The 2905 basic tilt head slips into the same cold shoe adapter the 2094c would have used, but is mounted on the front of the 1446b handle and low. This puts the monitor itself low and forward, where I prefer it (picture coming when I have everything together). On the 2094 it was angled, higher and closer to the hand.

My main issue with the 2094 as bought was the weight it was expected to take through the hot-shoe of the G9 camera with zoom lens on etc. I got the serious jitters with 1kg+ being taken through that mount.

The cage that solved that issue then opened the door to monitors, big mics etc, so all good, but the 2094c was a bit off for that rig. The 1446b fits it more securely and without any a-into-b-into-c shenanigans and has better balance. The main benefit was quick removal.

So, what do I do with the second most expensive single item I have for my video cage setup?

I tried it on the EM1 mk2 as a possible B or C camera when the 26mm on the OSMO is not ideal or it is already being used.

The EM1, especially with a small prime, is light as a feather compared to the G9. I have no fear of using this kit like this and the handle adds cold shoe options for rigging it up. Taking into account the much lower work load this camera will have for video, I am happy with the combo.

The EM1 has great 4k, the better stabiliser and different contrast and colour, but is limited to 4k for best quality (even if down sampled to 1080) and not ideally set up for video shooting. There is always a call for more options and angles on a big job.

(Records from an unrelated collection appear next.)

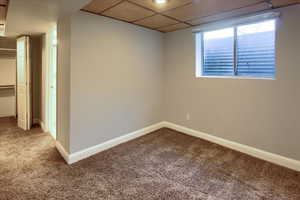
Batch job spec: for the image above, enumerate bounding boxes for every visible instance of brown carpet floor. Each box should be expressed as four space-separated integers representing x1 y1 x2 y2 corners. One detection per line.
1 117 300 200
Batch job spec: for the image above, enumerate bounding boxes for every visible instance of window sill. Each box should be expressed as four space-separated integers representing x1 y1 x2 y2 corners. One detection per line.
196 76 275 80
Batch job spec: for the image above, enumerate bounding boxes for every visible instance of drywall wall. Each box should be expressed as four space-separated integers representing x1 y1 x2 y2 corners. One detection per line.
57 16 71 152
0 37 16 49
164 5 300 161
0 59 16 85
0 58 16 117
68 12 164 153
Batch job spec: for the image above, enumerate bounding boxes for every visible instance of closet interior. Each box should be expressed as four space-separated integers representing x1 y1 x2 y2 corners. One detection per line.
0 37 16 118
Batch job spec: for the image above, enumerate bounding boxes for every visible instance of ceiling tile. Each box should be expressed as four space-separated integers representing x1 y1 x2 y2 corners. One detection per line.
128 0 193 12
163 0 226 21
157 23 190 32
163 0 265 22
218 0 264 13
82 0 122 14
188 2 271 25
102 1 155 22
134 14 179 28
271 0 300 7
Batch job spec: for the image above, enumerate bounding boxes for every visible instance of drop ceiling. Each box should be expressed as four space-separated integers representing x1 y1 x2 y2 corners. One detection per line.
82 0 300 32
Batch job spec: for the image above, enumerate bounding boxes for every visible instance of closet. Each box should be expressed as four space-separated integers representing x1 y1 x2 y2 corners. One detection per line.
0 47 16 118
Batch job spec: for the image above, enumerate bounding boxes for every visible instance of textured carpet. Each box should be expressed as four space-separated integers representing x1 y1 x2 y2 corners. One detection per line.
1 117 300 200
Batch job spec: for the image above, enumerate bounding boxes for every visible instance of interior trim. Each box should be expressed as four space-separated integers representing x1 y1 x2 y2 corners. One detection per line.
192 11 280 33
55 121 300 171
56 141 70 164
56 122 166 164
164 121 300 172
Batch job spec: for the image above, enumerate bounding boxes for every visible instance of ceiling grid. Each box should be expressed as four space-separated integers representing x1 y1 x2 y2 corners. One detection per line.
81 0 300 32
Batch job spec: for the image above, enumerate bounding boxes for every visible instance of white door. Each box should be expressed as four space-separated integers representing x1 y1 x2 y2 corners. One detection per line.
17 36 31 130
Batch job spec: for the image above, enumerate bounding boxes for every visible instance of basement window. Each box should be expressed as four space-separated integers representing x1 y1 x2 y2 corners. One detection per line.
196 19 276 79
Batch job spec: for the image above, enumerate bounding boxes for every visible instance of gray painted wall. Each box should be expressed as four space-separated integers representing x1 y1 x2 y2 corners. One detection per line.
164 5 300 161
68 12 164 153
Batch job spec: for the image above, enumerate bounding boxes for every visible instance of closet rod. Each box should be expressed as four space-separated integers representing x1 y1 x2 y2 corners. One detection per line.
0 85 15 88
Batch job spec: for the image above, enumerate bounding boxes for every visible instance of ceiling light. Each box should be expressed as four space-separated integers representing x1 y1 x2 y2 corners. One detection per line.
153 0 168 4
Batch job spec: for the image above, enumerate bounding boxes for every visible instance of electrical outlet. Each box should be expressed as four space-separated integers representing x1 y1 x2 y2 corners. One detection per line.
186 113 190 121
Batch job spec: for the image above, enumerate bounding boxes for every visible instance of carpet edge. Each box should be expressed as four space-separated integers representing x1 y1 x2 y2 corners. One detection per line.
55 121 300 171
164 121 300 172
58 122 166 164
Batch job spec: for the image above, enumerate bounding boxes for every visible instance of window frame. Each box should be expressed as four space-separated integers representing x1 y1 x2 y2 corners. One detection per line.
196 19 277 80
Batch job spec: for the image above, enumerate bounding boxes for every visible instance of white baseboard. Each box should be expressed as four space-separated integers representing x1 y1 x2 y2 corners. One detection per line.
55 120 300 171
56 141 70 164
57 122 165 164
40 121 46 132
163 121 300 172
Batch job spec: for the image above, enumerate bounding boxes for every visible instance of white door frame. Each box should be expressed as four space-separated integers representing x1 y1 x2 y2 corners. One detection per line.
45 26 57 139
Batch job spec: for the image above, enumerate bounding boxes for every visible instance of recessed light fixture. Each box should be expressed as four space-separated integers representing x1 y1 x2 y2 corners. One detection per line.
153 0 168 4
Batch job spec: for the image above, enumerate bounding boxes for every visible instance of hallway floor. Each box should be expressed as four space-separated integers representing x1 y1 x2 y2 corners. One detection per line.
1 117 300 200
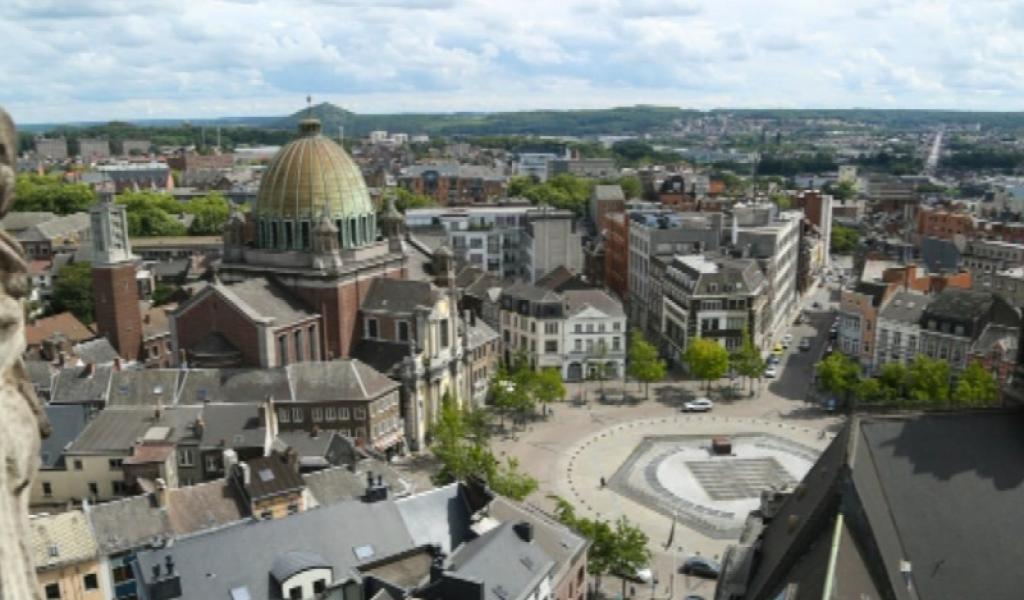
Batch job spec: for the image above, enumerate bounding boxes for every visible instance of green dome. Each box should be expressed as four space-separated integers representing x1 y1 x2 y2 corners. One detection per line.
254 119 377 251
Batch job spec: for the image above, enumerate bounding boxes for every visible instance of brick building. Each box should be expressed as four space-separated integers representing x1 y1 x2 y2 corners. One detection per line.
90 202 143 361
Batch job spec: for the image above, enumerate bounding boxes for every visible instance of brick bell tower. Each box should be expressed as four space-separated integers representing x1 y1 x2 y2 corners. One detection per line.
90 200 142 361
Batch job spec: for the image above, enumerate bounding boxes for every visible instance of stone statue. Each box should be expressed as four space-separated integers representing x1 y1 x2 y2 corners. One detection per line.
0 107 48 600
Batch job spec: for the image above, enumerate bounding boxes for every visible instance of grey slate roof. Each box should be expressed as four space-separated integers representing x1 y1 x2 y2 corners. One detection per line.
40 404 89 469
396 483 473 556
241 455 305 502
445 521 555 600
69 406 202 454
165 479 247 536
485 497 586 585
87 494 172 555
108 370 182 407
361 278 437 314
878 291 928 325
499 281 562 304
25 360 55 397
563 288 625 319
271 550 330 582
51 364 115 405
351 340 410 377
855 412 1024 600
921 288 995 322
136 499 417 600
466 319 499 350
303 460 411 507
16 212 89 243
72 337 121 364
287 360 399 402
199 403 266 449
195 276 317 327
178 368 292 404
920 237 961 273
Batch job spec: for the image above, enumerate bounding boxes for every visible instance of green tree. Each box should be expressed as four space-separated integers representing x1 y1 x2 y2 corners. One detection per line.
683 338 730 391
854 377 886 404
626 329 666 399
617 175 642 199
730 327 766 394
831 224 860 254
488 457 538 500
907 355 951 406
833 179 857 201
954 361 1000 407
770 193 792 210
815 352 860 404
13 174 96 214
878 362 910 402
184 192 231 234
393 187 436 212
532 368 566 413
117 191 188 237
50 261 94 324
550 496 650 594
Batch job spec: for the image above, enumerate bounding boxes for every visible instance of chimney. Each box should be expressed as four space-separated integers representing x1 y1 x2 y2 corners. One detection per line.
113 357 122 372
193 418 205 439
177 349 188 369
284 447 299 472
144 313 151 324
164 554 175 576
513 521 534 543
239 462 251 486
155 478 168 508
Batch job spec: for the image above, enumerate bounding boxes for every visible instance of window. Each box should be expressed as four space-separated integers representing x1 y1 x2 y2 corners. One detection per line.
278 335 289 366
289 587 303 600
88 482 99 496
545 322 558 335
291 407 304 422
73 459 83 471
366 318 379 339
440 321 450 348
42 481 52 497
575 324 582 333
260 510 272 520
586 323 594 333
278 408 291 423
45 583 60 599
314 580 327 594
545 340 558 354
288 503 299 515
108 458 123 470
325 407 337 421
294 329 304 362
205 454 220 472
613 337 621 351
575 339 582 351
356 427 366 439
599 323 606 333
112 564 134 584
83 574 98 590
397 320 410 342
112 481 128 495
312 408 323 423
178 448 194 467
354 407 367 419
340 407 350 420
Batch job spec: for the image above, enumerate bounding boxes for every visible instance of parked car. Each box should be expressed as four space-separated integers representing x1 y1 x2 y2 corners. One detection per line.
680 556 720 579
782 333 794 345
617 566 653 583
772 343 785 355
766 354 780 366
763 365 778 378
799 337 812 351
683 397 714 412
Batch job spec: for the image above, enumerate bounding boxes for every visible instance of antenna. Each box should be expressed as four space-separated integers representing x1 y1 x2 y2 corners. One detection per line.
306 95 313 118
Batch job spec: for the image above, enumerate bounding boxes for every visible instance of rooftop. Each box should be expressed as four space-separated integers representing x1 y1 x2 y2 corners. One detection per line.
30 511 99 570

Matched to the ancient 25mm Pen lens, it has genuinely antique looking colour.

Having said that though, just a short play with it reminded me why I bought the G9. Apart from better OOC 1080p and more 4k options, the G9 has quickly become second nature to me for video. The ability to set any feature to any button (well 95%), then assign them to 5 custom settings, makes the G9 ideal.

*Balance is not something many talk about when rigging up their cameras, but I feel it is important. I have several weights left over from my Gimbal, so I have screwed one into the base of the cage (left side), which balances out the camera left/right and can add one to the rear of the 1446b handle helping front/back. The handle is long enough to take it without it getting in the way and the slight back heavy balance then evens up the monitor at the other end. I can rest the whole rig on my pointer finger with near perfect balance. It is heavy, but that is desirable with hand holding (and nothing like the weight of many pro cameras). If I switch to any of the primes, the weight comes off and things stay centred.